Lab 2 - SQL clauses

Author

your name goes here

Published

Invalid Date

Today’s lab will provide practice working with SQL clauses in DBeaver. Don’t forget the importance of the order of the SQL clauses.

The goals for lab 2 include:

Advice for turning in the assignment

  • Be sure to indicate (in the .sql file) which problem is being answered with which SQL code. Use the following syntax to comment within a .sql file: /* here is where comments go */. Indeed, feel free to copy the question into the .sql file so that you have it for your own records.

  • save the .Rproj file somewhere you can find it. Don’t keep everything in your downloads folder. Maybe make a folder called SDS261 or something. That folder could live on your Desktop. Or maybe in your Dropbox.

  • The SQL document should be saved in the R Project as lab2-sds261-yourlastname-yourfirstname.sql. You will have to navigate to the R Project to save the DBeaver file in the correct place.
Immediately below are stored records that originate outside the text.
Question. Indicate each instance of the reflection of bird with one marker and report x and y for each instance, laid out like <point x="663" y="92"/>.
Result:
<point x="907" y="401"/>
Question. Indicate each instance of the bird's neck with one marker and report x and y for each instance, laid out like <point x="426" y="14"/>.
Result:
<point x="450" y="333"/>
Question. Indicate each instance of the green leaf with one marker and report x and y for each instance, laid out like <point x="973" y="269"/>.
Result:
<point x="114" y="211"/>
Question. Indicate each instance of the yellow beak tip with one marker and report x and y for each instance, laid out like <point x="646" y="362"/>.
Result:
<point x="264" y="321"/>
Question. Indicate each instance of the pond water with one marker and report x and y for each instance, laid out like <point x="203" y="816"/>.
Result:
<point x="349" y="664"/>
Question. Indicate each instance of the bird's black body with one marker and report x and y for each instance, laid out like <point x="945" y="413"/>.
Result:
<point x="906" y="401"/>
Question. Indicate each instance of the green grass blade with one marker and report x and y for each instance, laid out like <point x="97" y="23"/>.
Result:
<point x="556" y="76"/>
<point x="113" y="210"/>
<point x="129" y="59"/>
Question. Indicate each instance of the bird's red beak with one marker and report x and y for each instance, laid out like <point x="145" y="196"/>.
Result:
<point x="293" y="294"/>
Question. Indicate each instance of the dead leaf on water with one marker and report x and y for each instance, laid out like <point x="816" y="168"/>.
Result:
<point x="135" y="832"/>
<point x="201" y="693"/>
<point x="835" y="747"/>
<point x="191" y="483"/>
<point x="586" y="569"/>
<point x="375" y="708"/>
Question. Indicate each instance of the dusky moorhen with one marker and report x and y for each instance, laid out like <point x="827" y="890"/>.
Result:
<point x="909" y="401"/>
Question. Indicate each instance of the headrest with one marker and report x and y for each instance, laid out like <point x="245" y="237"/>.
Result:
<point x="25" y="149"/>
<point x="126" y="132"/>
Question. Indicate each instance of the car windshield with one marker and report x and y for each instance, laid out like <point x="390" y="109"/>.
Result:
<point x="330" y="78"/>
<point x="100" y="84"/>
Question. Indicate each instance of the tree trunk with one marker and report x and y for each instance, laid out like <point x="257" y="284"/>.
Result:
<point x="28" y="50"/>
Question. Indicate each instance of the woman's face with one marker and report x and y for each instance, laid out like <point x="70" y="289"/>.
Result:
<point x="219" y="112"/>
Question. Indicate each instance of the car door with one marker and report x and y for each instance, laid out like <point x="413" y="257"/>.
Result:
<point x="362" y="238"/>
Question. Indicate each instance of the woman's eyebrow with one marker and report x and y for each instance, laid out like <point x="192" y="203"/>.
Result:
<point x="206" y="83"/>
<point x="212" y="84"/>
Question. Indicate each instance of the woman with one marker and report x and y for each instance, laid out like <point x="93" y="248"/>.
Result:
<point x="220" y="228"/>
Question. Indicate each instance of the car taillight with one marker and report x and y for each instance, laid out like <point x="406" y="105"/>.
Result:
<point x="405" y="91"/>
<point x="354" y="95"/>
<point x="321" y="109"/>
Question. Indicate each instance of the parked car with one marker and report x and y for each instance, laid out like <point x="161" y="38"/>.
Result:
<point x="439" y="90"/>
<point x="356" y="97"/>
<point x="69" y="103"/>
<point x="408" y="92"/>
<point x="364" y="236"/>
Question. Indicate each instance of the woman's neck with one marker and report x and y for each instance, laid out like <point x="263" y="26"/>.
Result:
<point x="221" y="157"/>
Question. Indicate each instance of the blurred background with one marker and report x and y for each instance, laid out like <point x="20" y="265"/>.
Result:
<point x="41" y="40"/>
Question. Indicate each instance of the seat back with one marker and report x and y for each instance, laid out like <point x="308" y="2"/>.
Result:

  • Connect to the nyctaxi database, which contains the yellow_old table. See README file (or lab 1) for connection details.

Assignment

  1. Select the trip_distance and total_amount columns from the yellow_old table. For safety (i.e., not crashing your computer), only return the first 5 rows.
  1. Using the AVG() function, find the average total_amount paid in the yellow_old table.
  1. Which type of payment_type had the highest total_amount? How much was it?
  1. How many taxi trips happened on each day of the week? Sort your results so that the day of the week with the fewest rides is at the top of the output.
  1. Which day of the week had the longest trip_distance? Sort the results to have the day of the week with the longest rides at the top of the output.
  1. How many different rate_codes are given in the dataset?
  1. Start with the following lines of query:
SELECT AVG(trip_distance) AS avg_trip, 
       DAYNAME(STR_TO_DATE(pickup_datetime, "%Y-%m-%d %T")) AS wday
  • Can you use WHERE to subset only Saturday and Sunday to find the average trip distance across the weekend? Why or why not?
  • Can you use HAVING to subset only Saturday and Sunday to find the average trip distance across the weekend? Why or why not?